Accidental spy Lysander Rief, the story’s main protagonist, has to extricate some information from a man suspected of passing on war secrets.

His method of loosening the suspect’s tongue is unplanned, but highly successful. After surprising Herr Glockner in his apartment by Lake Geneva, Lysander notices “some extensive silver bridgework at the side of his teeth“.

The plan is formed when Glockner steadfastly refuses to give in to the less painful bribery offer. Bad mistake.

Lysander stuffs his victim’s mouth with wet wire-wool pan scourers from the kitchen, before exposing the wires from the flex of a standard lamp in the tastefully furnished lounge.

“He dragged Glockner and his chair closer. Then he plugged the flex back into its socket and held the now live “Y” in front of Glockner’s eyes.”

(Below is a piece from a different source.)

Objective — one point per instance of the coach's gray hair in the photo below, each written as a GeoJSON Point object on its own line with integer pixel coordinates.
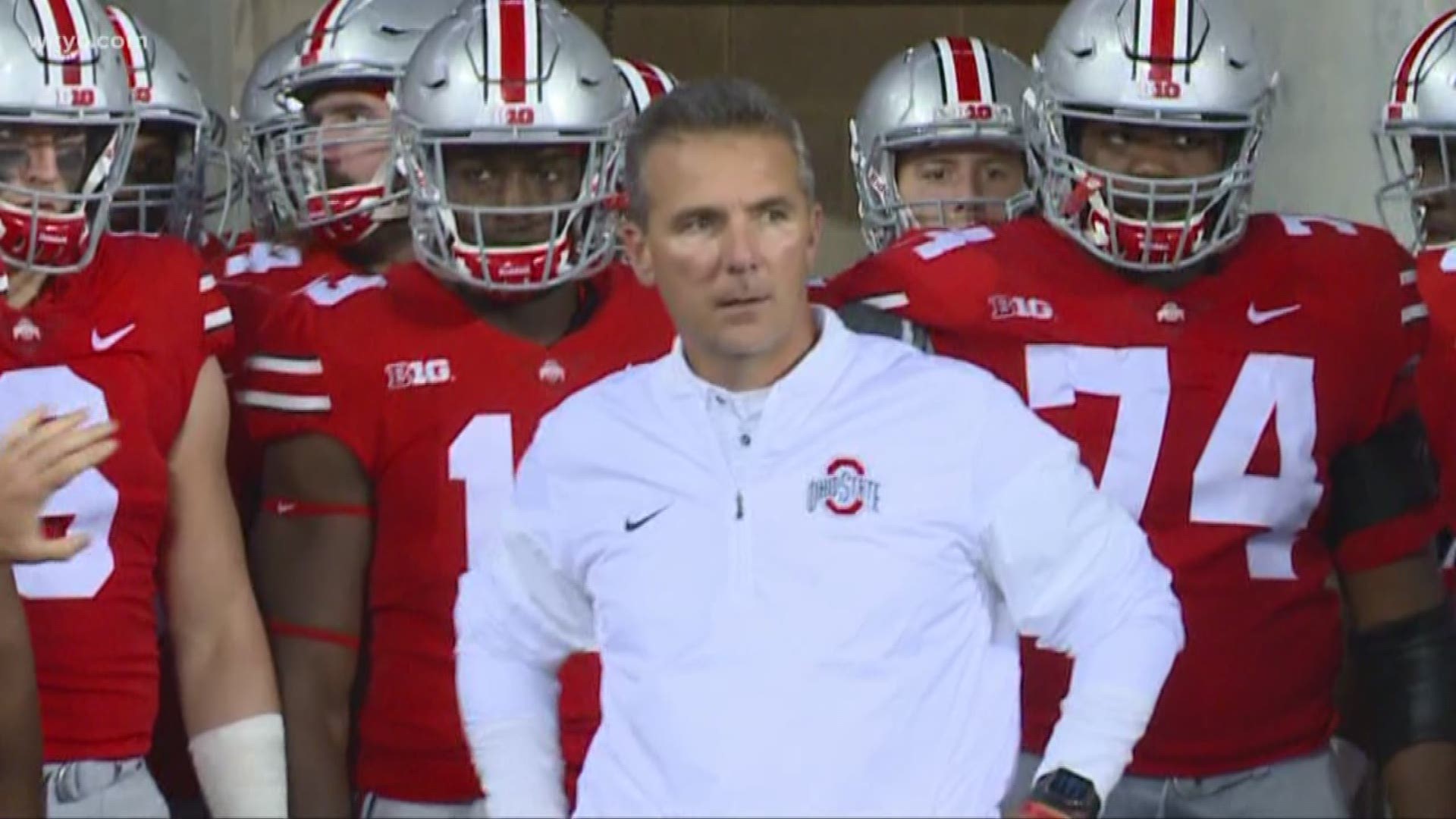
{"type": "Point", "coordinates": [724, 105]}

“You look like a man who’s taken good care of his teeth. Admirable. Unfortunately all that expensive dental work is now going to cause you intense, unspeakable pain. Every tooth in your head is in contact with the wire mesh of the scourer. Your copious saliva – look, it’s already dripping from the side of your mouth – is a very efficient electrolyte. When I touch this live electric wire to the scourers in your mouth……..”

I’ll spare you the descriptive next few paragraphs but, after some futile initial resistance, Glockner gives Lysander the information he needs.

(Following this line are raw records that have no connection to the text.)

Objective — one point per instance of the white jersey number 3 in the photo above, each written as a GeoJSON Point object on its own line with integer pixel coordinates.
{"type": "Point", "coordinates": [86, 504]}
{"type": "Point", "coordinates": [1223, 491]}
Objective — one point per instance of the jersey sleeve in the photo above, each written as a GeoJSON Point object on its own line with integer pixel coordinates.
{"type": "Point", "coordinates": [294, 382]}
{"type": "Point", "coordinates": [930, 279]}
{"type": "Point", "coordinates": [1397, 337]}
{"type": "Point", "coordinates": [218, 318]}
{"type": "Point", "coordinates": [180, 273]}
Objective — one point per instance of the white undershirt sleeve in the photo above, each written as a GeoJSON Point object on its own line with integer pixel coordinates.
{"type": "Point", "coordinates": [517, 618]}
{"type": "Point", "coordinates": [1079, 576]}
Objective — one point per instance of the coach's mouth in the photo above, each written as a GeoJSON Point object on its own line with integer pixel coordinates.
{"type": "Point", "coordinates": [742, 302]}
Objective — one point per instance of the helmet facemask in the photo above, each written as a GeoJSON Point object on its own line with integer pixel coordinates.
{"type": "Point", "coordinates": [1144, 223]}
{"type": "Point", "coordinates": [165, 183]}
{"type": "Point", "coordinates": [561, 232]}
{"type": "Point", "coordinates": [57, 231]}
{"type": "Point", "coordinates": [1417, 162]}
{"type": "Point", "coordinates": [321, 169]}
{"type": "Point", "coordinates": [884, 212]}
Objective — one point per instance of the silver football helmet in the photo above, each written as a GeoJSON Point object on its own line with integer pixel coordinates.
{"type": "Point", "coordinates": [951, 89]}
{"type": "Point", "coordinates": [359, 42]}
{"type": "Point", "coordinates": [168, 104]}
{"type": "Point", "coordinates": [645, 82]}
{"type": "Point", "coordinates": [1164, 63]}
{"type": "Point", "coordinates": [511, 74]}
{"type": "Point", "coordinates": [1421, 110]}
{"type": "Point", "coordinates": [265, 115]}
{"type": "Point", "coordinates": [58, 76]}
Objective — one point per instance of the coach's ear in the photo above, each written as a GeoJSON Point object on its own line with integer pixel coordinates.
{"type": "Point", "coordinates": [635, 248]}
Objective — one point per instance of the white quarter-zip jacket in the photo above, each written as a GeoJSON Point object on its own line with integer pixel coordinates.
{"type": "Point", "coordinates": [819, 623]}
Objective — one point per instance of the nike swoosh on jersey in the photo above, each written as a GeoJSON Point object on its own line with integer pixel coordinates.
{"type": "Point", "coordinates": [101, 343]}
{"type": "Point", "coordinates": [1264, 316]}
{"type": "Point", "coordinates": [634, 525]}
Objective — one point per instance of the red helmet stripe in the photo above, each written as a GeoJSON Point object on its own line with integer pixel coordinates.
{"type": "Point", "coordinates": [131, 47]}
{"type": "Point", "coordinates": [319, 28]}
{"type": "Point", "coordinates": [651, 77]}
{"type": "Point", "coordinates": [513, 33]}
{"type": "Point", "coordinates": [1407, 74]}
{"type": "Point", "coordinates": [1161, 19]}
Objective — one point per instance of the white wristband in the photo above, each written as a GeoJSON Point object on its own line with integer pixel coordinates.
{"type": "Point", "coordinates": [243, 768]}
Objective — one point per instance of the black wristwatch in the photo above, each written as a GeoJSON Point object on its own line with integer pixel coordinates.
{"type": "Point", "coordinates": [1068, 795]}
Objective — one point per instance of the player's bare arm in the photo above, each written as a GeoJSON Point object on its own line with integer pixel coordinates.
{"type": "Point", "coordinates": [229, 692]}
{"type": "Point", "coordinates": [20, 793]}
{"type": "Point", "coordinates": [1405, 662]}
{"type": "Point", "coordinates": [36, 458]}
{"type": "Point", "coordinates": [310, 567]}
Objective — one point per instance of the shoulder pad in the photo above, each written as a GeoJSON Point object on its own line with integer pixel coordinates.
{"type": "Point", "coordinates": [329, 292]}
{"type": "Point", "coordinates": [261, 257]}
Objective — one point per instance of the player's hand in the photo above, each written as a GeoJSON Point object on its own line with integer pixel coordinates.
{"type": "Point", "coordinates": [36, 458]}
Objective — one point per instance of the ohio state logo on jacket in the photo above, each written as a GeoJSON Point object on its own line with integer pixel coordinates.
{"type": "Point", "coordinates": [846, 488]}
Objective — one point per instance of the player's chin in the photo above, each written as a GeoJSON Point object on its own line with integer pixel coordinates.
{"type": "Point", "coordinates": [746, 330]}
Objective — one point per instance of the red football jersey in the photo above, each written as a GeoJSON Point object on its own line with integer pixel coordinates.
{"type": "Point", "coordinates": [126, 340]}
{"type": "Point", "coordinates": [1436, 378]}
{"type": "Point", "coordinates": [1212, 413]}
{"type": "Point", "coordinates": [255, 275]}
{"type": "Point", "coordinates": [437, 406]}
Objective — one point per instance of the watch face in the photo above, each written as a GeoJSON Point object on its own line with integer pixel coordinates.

The spy tortures his victim reluctantly, but effectively, because of what it might mean to the allied war effort. And the spontaneous nature of the successful plan somehow makes it feel more raw, and convincing, for the reader.

I’m not sure if William Boyd is intentionally tipping his hat towards the 1976 cult film Marathon Man, but his hero’s methods are spookily redolent of the famous scene where ex-Nazi dentist Laurence Olivier uses his own dental skill to extricate information from unwitting Dustin Hoffman. Ouch.

Can anyone really survive torture? The methods honed over the centuries must surely enable a skilled operator to achieve his ultimate aims, even from the most heroic of victims.

Do you expect me to talk, Blofeld……?

I raise this only because I know I would crumble at the first sight of a syringe, dentist’s drill, water bucket….or any other device designed to loosen my tongue.

And I know this because of the excruciating pain I suffer when my ageing back goes into spasm, as it has done over the last few days and does now with depressing regularity.

Lysander would just have to point at my lower back, and I’d be talking faster than a politician on steroids.